After getting a few tips from my friend, it had me thinking about mission planning and how to navigate a movie set as an extra or walk-on. You will want to know your mission, identify any resources and threats, plan your course of action and have your contingency plan ready.

Here’s my list of the 23 things that can help you develop a mission plan for your role as an extra or walk-on actor:

What are you Resources?

  1. You’re going to get paid! If you are a day player you only get paid if they call you in to shoot that day. The Screen Actors Guild (SAG) rate is $1500 a day for 12 hours.
  2. Be sure to read the contract so you know exactly what is expected of you. If your first job is a SAG agreement, make sure you receive a copy and you can join SAG.
  3. Once you get to base camp find your point of contact and they will sign you in, confirm your time for hair and makeup and tell you where to go. There were yellow signs all over the Atlanta with the letters DoT to direct to base camp and the set.
  4. Talk to the extras. They change out daily and they typically know the unspoken rules of each set. They have invaluable information on “set-life” and what’s shooting next in the area.
  5. Remember the names of the director, assistant directors and the production assistants, they will take care of you.
  6. Find the stand-ins (the people who stand-in for lead actors) they are likely to provide the most situation awareness of the set.
  7. You will get fed.

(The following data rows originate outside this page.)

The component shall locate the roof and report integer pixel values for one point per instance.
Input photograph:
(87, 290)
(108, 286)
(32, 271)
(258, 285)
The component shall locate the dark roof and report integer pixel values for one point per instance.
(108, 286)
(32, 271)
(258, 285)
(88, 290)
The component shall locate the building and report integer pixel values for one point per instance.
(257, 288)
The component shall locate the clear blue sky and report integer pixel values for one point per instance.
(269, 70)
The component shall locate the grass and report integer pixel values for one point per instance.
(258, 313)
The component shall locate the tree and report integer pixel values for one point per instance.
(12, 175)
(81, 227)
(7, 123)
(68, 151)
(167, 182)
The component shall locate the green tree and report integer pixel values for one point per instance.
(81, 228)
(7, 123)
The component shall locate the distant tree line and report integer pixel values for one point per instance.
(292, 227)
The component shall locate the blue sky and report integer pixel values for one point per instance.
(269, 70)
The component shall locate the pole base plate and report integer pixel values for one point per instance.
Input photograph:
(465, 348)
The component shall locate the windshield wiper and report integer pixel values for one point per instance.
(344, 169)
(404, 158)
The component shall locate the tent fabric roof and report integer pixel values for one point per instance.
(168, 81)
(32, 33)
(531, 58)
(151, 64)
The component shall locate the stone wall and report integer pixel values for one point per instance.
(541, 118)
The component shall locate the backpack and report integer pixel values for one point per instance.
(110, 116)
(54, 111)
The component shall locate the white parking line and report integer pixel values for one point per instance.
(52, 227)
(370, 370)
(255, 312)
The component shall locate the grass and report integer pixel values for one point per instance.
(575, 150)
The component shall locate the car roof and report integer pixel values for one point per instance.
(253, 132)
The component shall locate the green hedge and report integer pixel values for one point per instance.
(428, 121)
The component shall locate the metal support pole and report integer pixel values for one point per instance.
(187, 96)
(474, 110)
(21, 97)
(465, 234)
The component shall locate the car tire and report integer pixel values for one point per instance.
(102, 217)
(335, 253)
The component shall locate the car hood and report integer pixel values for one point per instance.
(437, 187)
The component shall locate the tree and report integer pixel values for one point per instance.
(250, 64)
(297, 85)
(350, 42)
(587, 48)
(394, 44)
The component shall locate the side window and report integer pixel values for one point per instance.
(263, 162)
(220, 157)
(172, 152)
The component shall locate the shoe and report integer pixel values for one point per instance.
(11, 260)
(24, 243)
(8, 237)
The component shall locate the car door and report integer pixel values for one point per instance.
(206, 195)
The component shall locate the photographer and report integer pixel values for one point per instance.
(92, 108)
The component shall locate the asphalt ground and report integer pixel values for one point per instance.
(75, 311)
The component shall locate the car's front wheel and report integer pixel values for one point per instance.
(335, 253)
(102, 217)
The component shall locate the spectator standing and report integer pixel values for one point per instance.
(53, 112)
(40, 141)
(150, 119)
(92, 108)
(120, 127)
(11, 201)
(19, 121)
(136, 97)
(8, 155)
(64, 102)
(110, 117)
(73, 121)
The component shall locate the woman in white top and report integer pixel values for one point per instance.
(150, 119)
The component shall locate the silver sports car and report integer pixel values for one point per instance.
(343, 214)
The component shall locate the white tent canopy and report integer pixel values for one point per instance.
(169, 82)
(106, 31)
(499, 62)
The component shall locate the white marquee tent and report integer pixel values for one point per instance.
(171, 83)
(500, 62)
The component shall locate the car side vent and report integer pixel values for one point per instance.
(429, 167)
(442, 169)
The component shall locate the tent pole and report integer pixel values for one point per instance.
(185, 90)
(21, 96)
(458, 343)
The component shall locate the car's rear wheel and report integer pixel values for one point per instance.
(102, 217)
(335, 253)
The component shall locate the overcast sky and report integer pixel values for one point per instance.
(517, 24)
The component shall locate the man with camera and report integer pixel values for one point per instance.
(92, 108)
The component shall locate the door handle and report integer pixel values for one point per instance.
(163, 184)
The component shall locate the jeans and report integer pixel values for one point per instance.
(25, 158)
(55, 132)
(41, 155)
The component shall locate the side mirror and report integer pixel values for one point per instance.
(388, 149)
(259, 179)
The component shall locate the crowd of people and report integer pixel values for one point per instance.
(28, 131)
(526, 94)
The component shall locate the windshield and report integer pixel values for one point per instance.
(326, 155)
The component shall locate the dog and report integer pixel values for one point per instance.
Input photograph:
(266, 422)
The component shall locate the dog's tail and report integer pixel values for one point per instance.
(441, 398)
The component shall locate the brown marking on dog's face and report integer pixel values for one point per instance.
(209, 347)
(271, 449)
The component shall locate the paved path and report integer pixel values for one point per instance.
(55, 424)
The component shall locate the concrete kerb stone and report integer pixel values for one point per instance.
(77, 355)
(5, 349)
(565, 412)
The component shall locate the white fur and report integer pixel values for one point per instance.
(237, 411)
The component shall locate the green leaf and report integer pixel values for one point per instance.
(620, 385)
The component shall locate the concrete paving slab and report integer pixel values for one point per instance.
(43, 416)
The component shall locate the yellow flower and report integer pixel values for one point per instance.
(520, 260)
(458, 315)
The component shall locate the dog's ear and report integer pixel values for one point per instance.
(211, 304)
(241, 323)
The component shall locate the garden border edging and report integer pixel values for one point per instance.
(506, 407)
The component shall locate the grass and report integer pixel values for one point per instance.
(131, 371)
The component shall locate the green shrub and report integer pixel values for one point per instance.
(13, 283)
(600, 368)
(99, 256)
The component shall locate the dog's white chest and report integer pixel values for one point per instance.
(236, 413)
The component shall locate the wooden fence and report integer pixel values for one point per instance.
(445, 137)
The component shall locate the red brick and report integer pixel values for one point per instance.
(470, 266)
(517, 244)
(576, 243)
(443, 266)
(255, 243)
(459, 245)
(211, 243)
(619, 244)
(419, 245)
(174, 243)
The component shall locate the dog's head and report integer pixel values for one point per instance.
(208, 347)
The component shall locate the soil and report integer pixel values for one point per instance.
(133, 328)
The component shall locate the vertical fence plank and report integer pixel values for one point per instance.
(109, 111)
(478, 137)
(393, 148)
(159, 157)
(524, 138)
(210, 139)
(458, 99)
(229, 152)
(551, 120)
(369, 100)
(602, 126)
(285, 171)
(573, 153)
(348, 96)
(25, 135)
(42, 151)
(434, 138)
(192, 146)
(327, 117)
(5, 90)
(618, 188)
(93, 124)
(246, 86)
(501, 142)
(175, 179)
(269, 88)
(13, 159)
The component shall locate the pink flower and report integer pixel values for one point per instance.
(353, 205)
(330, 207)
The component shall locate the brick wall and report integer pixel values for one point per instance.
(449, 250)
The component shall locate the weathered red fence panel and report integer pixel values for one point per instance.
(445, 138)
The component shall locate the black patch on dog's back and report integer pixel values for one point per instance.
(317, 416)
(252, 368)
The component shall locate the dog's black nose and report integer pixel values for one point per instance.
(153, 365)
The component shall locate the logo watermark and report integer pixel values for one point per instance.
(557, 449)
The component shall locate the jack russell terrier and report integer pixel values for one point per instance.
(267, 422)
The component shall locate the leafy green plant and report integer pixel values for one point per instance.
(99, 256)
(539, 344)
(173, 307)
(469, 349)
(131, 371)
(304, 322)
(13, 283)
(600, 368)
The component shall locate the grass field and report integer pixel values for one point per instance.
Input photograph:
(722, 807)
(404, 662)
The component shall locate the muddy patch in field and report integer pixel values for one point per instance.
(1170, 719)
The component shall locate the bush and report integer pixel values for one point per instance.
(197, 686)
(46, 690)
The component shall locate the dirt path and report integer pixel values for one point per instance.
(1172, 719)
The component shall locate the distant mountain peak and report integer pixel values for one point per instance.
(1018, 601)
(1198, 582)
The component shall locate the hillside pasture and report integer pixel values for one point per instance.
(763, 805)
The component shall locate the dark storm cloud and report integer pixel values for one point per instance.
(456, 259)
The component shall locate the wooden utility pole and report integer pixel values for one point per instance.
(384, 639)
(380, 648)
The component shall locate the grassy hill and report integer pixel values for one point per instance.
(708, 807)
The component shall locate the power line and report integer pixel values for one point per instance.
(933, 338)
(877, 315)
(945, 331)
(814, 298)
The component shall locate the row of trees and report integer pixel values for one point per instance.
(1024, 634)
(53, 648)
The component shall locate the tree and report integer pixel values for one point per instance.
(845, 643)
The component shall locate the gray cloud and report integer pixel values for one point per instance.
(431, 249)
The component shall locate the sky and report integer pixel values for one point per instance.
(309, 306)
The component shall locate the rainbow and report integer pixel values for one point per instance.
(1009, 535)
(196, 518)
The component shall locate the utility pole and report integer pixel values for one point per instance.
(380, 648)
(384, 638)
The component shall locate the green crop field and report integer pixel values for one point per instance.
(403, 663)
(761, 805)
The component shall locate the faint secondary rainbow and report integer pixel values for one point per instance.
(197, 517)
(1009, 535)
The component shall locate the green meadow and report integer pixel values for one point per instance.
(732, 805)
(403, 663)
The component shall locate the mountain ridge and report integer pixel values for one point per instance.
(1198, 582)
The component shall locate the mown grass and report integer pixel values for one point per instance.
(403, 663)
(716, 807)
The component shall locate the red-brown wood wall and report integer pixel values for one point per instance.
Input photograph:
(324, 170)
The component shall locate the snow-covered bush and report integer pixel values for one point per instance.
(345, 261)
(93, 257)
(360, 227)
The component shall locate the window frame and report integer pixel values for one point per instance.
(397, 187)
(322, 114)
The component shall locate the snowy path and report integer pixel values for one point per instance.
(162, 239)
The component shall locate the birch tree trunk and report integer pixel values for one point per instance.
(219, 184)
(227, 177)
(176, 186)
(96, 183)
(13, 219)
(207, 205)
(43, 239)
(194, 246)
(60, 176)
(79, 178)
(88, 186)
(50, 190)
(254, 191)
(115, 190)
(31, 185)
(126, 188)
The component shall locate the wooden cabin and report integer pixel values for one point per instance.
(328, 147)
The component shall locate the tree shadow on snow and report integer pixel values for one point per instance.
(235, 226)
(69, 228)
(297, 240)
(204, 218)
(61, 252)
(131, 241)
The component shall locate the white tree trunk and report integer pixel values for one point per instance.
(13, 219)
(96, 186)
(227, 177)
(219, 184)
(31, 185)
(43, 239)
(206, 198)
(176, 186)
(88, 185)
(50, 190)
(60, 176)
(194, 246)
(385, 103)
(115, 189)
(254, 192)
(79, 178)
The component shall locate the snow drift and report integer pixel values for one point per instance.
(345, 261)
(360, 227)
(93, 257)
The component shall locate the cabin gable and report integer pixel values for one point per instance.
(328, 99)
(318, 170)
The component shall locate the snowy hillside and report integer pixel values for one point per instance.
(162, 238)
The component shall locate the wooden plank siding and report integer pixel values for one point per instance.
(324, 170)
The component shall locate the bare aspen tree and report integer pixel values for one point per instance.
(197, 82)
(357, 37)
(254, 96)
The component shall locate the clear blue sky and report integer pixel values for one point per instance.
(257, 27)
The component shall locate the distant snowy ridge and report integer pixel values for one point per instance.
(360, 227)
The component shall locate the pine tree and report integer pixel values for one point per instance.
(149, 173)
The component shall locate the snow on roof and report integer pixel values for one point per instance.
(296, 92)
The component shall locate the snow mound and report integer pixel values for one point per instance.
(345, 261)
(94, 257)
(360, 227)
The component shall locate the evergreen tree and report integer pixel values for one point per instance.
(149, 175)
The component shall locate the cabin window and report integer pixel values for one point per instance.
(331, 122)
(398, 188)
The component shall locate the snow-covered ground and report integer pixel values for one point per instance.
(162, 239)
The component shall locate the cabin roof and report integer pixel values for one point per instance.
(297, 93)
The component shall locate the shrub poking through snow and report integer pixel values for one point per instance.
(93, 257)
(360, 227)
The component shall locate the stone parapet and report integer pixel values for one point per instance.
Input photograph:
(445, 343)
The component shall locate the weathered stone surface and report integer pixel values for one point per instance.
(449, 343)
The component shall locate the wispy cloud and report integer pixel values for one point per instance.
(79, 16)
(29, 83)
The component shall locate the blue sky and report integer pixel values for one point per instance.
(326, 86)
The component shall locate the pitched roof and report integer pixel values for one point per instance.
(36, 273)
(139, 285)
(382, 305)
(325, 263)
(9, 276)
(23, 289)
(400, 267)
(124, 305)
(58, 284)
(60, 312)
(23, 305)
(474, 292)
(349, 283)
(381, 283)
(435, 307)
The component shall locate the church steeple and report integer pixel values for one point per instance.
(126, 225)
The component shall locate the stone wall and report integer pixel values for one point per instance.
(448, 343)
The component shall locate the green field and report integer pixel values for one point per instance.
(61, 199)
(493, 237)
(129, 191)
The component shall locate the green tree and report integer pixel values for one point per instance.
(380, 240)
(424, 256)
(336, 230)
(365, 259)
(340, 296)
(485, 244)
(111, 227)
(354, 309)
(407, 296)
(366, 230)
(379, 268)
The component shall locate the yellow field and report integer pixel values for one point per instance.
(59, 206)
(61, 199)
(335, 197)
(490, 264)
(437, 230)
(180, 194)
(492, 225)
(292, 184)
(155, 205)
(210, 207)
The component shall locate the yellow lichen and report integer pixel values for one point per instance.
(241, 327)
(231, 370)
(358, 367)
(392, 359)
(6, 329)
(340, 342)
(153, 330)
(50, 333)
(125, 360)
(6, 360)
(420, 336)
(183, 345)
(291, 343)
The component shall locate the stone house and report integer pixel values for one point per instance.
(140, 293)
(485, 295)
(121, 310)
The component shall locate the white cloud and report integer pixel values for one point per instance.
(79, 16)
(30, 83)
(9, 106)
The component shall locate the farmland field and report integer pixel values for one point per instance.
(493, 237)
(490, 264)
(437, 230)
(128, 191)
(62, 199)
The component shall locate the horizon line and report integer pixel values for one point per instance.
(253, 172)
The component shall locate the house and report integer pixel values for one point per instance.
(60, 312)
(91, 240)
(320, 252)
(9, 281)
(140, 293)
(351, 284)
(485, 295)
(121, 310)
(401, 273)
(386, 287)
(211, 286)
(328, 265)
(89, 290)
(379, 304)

Depending on the shooting schedule they will provide you main meals and snacks in between. Extras and crew have different eating lines but the lines have similar food. You can also bring your own food if needed.

Any Threats?

  1. Clear concise directions are rarely given, don’t’ be afraid to ask follow-up questions.
  2. Ask before you take pictures and no social media posts until the project is being promoted.
  3. Don’t be a know-it-all. I witnessed well intentioned background folks get replaced because they tried to teach what should happen versus listen to what the director/assistant director wanted to happen.
  4. Don’t crowd the video village, this is where the video monitors are during recording for the director and assistant director to view playback and sound.

Plan Your COAs (Courses of Action)

  1. Be sure to read the call sheet for your start time and hair and makeup time. I was late the first 2 days because I didn’t see my hair and makeup time at the bottom of the call sheet. Get there early so you can enjoy craft services beforehand.
  2. When you get to base camp, be sure to park in the right spot, usually in crew parking. You don’t want to be the person who parks outside of the crew’s parking area and get towed.
  3. Network! Everyone from actors, production assistants and assistant directors know of other projects that will be casting soon.
  4. Turn off your cell phone and if you have a prop watch make sure there’s no alarm set. You don’t want to be that person that has their cell phone or watch go off during shooting.
  5. If you get an opportunity, talk to the stars of the movie. They are often open to normal conversations about life.
    On set with Gerard Butler.


  6. If you are playing the part of law enforcement (like I was), turn in your prop gun at lunch! Return all props once shooting has wrapped for the day (impersonating a police officer is a felony).
  7. Invite a friend. Set visitors are welcome, all you have to do is ask.

Strategic Planning for Contingencies

  1. The location of shooting could change daily or weekly. You will go to the movie’s “base camp” first for wardrobe and makeup and then you will take a shuttle to the set.
  2. No day is the same, be flexible with your time and have contingencies for downtime or lack thereof. Bring workout bands, you may have time for a quick 30-minute workout. If you need to relax, you get your own space in a trailer (you might even get your own star).
  3. Be prepared for anything in hair and makeup., you could end up sitting next to an A-list movie star. The makeup trailer is lively place with jokes flying around like a comedy club.
  4. It’s a lot of hurry up and wait. Dress for the occasion and ask for sunscreen in the makeup trailer if filming outside. We started shooting at 8 AM, so there were a lot of cold people standing around waiting for the sun to warm up.
  5. Protect your feet. There’s a lot of standing.

Strategic business planning is key to the success of any mission, even being on a movie set. If you haven’t done this before, find someone who has and get some situation awareness from them. Plan but be prepared. Anything can happen in Hollywood.